SpeechRecognition: Captures the user’s voice and continuously listens.
SpeechSynthesis: Converts AI text responses into speech.
Conversation State: Maintains a history of messages between the user and AI.

Step 4: Add CSS for Better UX

Create a styles/global.css file and add the following:

body {
  margin: 0;
  padding: 0;
  font-family: Arial, sans-serif;
  background-color: #f4f4f9;
  color: #333;
}

h1 {
  text-align: center;
  color: #4a90e2;
}

button {
  padding: 10px 20px;
  margin: 5px;
  background-color: #4a90e2;
  color: white;
  border: none;
  border-radius: 5px;
  cursor: pointer;
}

button:disabled {
  background-color: #ccc;
}

div {
  max-width: 600px;
  margin: 0 auto;
}

Step 5: Run Your Application

Start your development server:

npm run dev

Open your browser and navigate to http://localhost:3000.

Click Start Listening to begin capturing your voice.
Speak a question or command.
Click Stop and Process to send your input to OpenAI and hear the AI’s response.

Step 6: Deploy the App (Optional)

Deploy your app to a platform like Vercel for wider accessibility:

npx vercel

Follow the prompts to deploy your app and share the generated URL with others.

Final Thoughts

Congratulations! 🎉 You’ve successfully created a conversational AI voice agent using Next.js 15 and OpenAI’s API. This simple implementation can be expanded with features like custom commands, improved UI, and multi-language support. The possibilities are endless!

Top comments (1)

Fluents • Oct 13

Nice walkthrough. It is great to see a clean, end-to-end path from mic capture to TTS in Next.js, especially for folks just dipping into voice UX.

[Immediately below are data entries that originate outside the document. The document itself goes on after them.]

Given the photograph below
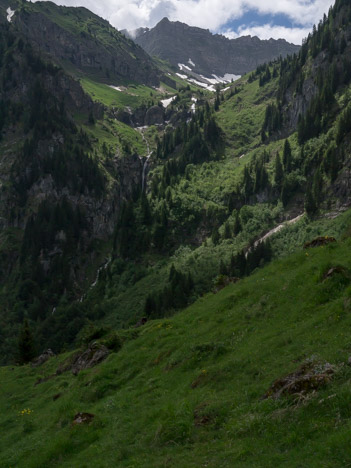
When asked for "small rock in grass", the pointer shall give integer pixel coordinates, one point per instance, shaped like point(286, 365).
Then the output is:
point(83, 418)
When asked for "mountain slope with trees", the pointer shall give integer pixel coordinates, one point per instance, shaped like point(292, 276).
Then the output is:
point(206, 53)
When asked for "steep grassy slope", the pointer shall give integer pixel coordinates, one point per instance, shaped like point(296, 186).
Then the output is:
point(82, 42)
point(187, 391)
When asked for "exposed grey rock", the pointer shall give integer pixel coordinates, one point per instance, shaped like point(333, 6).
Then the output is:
point(45, 356)
point(92, 356)
point(211, 53)
point(154, 116)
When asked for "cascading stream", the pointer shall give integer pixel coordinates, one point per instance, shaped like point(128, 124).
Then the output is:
point(149, 153)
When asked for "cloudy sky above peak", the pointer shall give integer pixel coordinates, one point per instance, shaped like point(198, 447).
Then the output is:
point(288, 19)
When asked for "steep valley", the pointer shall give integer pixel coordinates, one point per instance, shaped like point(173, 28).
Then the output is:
point(184, 253)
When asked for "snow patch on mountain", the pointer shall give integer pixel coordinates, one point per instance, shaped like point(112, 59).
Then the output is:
point(166, 102)
point(116, 88)
point(193, 105)
point(182, 67)
point(10, 14)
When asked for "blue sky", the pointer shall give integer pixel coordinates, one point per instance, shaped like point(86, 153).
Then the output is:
point(288, 19)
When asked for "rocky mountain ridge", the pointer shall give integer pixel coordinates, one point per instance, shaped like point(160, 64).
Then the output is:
point(206, 53)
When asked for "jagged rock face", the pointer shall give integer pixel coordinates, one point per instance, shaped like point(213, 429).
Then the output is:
point(118, 59)
point(212, 54)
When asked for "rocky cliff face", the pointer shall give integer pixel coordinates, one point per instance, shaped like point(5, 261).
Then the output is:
point(210, 54)
point(78, 39)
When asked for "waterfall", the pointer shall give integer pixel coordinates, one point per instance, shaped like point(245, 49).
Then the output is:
point(145, 164)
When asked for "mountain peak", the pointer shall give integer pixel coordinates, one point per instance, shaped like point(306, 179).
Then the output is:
point(211, 53)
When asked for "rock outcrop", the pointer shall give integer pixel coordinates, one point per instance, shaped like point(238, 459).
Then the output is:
point(78, 38)
point(206, 53)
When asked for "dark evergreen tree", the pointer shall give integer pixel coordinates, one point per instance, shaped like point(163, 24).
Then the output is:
point(26, 349)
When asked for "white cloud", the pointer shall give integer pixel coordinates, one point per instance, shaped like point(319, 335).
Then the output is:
point(209, 14)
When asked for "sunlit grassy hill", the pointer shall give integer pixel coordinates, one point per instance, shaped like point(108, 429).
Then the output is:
point(188, 391)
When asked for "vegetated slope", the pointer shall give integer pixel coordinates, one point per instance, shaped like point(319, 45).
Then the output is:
point(192, 390)
point(237, 170)
point(223, 173)
point(68, 165)
point(206, 53)
point(60, 190)
point(83, 43)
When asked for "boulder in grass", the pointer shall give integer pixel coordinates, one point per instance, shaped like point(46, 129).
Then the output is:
point(83, 418)
point(45, 356)
point(93, 355)
point(319, 241)
point(309, 377)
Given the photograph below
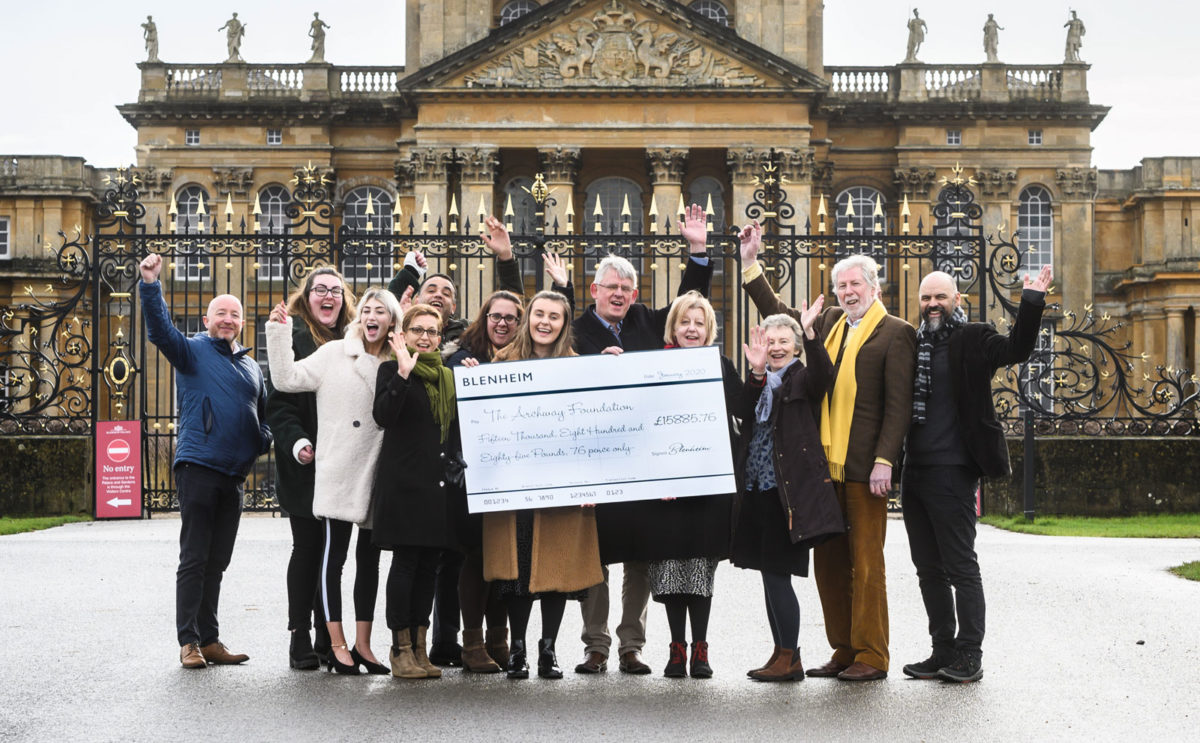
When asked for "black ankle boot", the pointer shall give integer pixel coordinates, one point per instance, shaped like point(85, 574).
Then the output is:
point(300, 655)
point(547, 664)
point(519, 665)
point(322, 643)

A couple practical tweaks that have helped me: keep the OpenAI call on the server so you do not leak the API key. In Next.js, exposing utils/openai.js to the client can get bundled, so I usually add an /api/chat route (or a server action) and call that from the page. Also, the OpenAI Node SDK moved away from Configuration/OpenAIApi - the current pattern is new OpenAI() and client.chat.completions.create or responses.create. While you are at it, consider streaming tokens and speaking as they arrive to cut perceived latency.

On the voice side, Web Speech API works but is uneven across browsers. You can improve capture with media constraints like echoCancellation, noiseSuppression, and autoGainControl. For UX, queue or cancel any in-progress utterance before speaking the next response to prevent overlap, and consider basic VAD or a short silence timeout when stopping continuous listening. If you want interruption mid-speech, implement barge-in by calling speechSynthesis.cancel() when new audio or user speech is detected.

At Fluents we build production voice agents for phone and web, and the biggest wins have come from reducing turn latency and handling edge cases like partial transcripts, barge-in, and reconnects. Are you planning to try the OpenAI Realtime API with WebRTC next, or keep iterating on the REST flow? I would be curious what latency you are seeing locally vs Vercel once you add streaming.